Reactive Gliosis as an Indicator of Neurotoxicity

Abstract

Diverse types of injury to the central nervous system result in hypertrophy of astrocytes, called reactive gliosis. The hallmark of this gliosis is the enhanced expression of the major intermediate filament protein of astrocytes, glial fibrillary acidic protein (GFAP). These morphological observations suggest that GFAP may be a useful biochemical indicator of neurotoxicity. This chapter focuses on studies that investigate this possibility by administering prototype neurotoxicants to experimental animals and then assessing the effects of these agents on the tissue content of GFAP by immunoassay. The assays of GFAP reveal dose-, time-, and region-dependent patterns of neural injury, often at toxicant dosages below those that result in light microscopic evidence of cell loss or damage.
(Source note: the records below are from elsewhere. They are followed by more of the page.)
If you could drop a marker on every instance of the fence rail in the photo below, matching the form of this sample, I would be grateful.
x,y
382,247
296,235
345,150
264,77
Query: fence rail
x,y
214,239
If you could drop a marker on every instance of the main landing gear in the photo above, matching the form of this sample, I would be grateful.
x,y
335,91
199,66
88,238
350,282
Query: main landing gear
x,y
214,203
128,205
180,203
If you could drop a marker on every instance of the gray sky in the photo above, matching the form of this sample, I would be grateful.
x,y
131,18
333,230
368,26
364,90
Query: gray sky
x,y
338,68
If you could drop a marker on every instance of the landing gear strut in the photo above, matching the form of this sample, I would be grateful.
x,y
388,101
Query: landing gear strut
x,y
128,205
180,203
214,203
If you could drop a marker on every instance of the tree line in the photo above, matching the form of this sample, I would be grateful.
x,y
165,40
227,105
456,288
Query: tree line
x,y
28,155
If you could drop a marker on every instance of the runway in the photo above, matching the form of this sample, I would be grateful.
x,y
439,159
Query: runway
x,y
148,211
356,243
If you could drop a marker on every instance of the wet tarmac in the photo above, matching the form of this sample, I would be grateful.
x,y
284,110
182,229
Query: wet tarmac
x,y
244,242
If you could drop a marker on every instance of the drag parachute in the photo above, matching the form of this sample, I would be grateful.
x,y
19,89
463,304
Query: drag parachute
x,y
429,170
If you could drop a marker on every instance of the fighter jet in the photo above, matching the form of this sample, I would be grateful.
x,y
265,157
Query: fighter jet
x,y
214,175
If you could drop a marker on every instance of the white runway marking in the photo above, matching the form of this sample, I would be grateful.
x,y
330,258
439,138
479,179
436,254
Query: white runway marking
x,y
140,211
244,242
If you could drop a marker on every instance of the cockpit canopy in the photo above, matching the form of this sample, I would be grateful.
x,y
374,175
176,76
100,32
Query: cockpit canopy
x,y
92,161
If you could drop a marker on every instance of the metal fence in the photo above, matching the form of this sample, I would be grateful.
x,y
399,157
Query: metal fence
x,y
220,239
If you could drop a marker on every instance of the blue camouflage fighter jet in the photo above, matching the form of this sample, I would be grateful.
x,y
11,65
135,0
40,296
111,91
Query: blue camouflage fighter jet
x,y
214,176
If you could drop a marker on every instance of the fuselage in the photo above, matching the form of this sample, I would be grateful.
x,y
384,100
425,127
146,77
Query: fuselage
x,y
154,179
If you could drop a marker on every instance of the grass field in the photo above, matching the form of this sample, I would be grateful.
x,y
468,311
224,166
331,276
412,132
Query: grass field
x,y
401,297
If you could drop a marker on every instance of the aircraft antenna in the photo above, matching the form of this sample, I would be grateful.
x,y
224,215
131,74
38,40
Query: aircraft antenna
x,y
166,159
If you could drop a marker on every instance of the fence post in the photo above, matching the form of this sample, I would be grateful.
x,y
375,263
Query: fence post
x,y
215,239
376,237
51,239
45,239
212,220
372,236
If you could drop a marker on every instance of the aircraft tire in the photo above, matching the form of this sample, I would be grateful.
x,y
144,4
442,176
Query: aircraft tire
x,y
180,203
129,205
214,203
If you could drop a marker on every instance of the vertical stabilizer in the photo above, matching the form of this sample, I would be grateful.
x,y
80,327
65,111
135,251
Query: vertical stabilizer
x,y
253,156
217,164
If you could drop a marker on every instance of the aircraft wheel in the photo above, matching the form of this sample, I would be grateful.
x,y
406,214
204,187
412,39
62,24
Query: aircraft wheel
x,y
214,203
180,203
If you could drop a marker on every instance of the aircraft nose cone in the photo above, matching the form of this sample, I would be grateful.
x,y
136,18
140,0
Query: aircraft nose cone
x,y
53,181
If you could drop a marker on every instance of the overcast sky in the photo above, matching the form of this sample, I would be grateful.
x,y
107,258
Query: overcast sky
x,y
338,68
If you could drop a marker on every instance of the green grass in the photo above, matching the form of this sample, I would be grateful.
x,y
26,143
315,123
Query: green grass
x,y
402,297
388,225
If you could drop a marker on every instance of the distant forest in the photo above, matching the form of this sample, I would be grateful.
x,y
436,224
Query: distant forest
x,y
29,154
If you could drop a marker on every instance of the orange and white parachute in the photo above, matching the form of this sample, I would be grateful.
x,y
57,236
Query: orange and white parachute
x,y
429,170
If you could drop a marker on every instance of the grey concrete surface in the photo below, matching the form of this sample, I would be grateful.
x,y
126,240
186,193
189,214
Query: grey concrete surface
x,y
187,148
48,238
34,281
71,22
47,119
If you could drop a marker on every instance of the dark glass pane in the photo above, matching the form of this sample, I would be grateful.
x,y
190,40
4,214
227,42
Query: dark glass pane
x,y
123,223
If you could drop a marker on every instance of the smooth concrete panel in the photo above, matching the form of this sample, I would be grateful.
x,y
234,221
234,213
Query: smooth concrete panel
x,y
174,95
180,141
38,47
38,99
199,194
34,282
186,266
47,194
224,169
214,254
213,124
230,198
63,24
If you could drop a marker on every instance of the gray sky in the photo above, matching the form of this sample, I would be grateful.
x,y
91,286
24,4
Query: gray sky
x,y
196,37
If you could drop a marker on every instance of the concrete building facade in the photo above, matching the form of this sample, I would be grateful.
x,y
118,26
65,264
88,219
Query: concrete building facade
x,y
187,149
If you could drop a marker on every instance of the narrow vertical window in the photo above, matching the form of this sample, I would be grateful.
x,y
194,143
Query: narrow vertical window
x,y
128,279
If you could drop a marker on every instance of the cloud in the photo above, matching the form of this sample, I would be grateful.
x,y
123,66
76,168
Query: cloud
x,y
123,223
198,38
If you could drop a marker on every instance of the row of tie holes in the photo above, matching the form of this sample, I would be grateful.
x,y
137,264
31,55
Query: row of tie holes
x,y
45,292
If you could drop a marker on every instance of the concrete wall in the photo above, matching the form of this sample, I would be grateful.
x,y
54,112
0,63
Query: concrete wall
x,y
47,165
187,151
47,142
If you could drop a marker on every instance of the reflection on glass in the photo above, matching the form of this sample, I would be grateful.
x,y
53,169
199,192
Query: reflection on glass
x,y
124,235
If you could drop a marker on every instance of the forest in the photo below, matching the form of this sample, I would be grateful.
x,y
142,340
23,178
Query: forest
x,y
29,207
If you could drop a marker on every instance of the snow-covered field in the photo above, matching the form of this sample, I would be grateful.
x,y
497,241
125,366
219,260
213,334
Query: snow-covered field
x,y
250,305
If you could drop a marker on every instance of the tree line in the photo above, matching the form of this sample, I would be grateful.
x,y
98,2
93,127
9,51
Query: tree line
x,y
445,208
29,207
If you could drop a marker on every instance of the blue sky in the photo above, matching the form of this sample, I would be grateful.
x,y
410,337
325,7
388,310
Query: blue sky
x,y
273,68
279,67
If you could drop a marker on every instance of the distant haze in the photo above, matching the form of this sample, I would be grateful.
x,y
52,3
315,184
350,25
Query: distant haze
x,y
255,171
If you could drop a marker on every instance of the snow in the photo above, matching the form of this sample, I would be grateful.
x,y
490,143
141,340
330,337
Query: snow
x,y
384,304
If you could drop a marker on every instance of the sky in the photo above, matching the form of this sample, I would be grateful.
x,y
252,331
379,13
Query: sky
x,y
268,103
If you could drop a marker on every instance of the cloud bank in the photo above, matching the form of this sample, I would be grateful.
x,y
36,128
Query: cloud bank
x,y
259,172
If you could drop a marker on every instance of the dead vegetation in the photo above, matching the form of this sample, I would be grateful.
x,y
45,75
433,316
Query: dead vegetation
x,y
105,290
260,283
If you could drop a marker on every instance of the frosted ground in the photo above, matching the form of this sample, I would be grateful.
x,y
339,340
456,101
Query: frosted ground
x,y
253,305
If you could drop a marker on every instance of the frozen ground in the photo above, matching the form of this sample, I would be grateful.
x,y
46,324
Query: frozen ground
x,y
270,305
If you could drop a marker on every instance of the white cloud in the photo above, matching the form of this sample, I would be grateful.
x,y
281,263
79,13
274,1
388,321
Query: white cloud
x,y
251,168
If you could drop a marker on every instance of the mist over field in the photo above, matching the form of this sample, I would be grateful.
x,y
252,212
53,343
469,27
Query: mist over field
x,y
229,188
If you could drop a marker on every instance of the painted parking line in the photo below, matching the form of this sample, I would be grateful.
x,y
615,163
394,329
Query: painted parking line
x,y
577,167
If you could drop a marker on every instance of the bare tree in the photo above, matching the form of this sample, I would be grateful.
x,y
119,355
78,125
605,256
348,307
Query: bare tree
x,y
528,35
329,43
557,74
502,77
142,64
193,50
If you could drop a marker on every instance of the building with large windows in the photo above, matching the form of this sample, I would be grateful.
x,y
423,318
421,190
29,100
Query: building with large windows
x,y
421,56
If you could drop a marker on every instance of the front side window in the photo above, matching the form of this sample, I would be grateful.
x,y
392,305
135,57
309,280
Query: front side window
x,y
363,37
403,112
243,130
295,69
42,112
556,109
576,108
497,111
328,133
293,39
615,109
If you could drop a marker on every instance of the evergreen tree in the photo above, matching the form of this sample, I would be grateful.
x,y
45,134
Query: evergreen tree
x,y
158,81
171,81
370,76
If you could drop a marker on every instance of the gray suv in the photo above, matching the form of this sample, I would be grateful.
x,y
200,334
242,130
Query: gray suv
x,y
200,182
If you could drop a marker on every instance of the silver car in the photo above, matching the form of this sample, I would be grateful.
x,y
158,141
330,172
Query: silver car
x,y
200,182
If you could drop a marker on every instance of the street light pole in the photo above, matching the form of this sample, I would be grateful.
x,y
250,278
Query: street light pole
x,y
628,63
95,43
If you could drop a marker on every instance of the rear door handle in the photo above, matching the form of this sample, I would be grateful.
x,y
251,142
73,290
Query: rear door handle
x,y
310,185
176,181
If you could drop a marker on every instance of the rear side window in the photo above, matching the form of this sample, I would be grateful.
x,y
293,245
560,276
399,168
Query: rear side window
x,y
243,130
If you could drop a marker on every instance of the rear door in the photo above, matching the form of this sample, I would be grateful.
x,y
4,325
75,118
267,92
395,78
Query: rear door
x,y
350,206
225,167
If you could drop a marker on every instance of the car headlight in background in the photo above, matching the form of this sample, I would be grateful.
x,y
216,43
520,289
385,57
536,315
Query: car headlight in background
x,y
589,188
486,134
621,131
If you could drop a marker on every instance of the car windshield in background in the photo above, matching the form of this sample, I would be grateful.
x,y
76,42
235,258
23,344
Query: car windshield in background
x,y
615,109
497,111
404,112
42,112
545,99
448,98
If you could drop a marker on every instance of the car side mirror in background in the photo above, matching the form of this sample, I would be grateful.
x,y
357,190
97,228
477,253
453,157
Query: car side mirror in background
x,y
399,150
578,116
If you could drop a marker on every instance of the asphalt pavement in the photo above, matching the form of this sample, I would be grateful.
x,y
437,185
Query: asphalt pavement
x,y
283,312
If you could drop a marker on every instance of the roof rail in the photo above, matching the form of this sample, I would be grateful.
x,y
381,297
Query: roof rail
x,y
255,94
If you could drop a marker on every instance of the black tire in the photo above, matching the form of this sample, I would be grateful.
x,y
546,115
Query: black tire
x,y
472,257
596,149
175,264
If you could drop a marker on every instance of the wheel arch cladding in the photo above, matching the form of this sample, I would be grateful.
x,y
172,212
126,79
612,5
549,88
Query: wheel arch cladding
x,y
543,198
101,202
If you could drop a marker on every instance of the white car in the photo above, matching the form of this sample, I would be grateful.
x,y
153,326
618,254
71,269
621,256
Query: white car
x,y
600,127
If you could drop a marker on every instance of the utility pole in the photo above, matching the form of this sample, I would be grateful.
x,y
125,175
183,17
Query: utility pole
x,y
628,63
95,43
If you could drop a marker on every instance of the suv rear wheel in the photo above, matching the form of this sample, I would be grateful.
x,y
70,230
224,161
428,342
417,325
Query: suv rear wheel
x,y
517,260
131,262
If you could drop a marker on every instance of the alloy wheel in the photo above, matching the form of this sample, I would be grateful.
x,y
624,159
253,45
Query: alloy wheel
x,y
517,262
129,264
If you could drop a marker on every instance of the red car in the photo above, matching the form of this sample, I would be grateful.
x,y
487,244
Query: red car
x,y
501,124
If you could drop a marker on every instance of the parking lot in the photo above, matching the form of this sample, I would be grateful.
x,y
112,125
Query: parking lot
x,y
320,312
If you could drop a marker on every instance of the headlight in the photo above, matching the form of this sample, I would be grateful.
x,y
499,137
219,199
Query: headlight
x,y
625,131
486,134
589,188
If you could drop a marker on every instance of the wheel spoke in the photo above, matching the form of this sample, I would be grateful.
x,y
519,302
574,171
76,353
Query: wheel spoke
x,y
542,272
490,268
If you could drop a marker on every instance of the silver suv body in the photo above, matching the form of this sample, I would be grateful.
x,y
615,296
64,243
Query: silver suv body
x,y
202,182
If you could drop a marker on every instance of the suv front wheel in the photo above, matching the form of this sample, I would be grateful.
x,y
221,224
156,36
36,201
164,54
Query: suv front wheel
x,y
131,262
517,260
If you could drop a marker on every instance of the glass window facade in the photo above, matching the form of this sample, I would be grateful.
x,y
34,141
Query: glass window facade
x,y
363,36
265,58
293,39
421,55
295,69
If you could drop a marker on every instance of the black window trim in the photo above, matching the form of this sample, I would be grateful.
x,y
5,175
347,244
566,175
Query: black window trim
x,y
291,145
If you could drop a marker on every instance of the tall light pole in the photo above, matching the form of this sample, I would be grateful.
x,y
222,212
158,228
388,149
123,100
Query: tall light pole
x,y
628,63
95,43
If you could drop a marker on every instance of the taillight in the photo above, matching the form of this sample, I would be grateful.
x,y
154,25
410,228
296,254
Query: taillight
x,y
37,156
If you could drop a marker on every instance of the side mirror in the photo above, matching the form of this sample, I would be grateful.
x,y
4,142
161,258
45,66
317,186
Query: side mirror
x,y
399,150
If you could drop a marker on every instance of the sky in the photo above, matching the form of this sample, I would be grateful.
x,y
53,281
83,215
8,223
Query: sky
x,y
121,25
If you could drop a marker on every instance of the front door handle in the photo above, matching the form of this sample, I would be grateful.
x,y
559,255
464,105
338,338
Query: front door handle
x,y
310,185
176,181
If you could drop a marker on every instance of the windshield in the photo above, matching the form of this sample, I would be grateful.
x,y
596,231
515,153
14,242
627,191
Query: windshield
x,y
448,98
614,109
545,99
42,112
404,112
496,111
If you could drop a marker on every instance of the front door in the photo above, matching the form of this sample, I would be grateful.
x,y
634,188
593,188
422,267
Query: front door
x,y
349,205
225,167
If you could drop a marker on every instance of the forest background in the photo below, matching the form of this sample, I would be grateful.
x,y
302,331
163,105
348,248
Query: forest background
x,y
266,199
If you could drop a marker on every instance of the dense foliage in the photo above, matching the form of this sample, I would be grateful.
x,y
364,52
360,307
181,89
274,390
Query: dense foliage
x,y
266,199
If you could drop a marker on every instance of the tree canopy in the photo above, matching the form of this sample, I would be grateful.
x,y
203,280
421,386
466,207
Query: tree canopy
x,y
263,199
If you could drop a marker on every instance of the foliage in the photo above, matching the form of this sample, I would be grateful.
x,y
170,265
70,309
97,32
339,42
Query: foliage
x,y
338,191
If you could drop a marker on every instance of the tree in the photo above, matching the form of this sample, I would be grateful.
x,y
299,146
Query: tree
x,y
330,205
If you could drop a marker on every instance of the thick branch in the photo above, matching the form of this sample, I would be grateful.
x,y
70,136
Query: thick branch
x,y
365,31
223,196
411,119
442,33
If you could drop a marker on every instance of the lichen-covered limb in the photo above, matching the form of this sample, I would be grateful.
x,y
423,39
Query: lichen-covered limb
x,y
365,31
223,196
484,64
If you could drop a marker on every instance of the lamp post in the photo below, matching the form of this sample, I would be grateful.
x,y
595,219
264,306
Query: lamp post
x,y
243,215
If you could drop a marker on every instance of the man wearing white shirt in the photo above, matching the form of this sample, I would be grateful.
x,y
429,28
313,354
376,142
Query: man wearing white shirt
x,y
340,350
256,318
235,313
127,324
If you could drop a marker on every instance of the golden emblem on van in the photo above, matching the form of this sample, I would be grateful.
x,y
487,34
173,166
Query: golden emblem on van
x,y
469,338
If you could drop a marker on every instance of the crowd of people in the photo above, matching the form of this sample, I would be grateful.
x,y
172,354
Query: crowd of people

In rodent studies, measurement of GFAP has proven useful for distinguishing neurotoxic amphetamines, such as methamphetamine and methylenedioxymethamphetamine (MDMA), from non-neurotoxic non-amphetaminic anorectic agents, such as dexfenfluramine. The major conclusions that emerged from studies show that assays of GFAP provide a sensitive means for assessing neurotoxicity; increase in GFAP are specific and can differentiate long-term neurochemical changesfrom neurotoxic effects. In summary, assays of GFAP represent one approach for neurotoxicity assessment that can be used to differentiate pharmacological from neurotoxicological responses.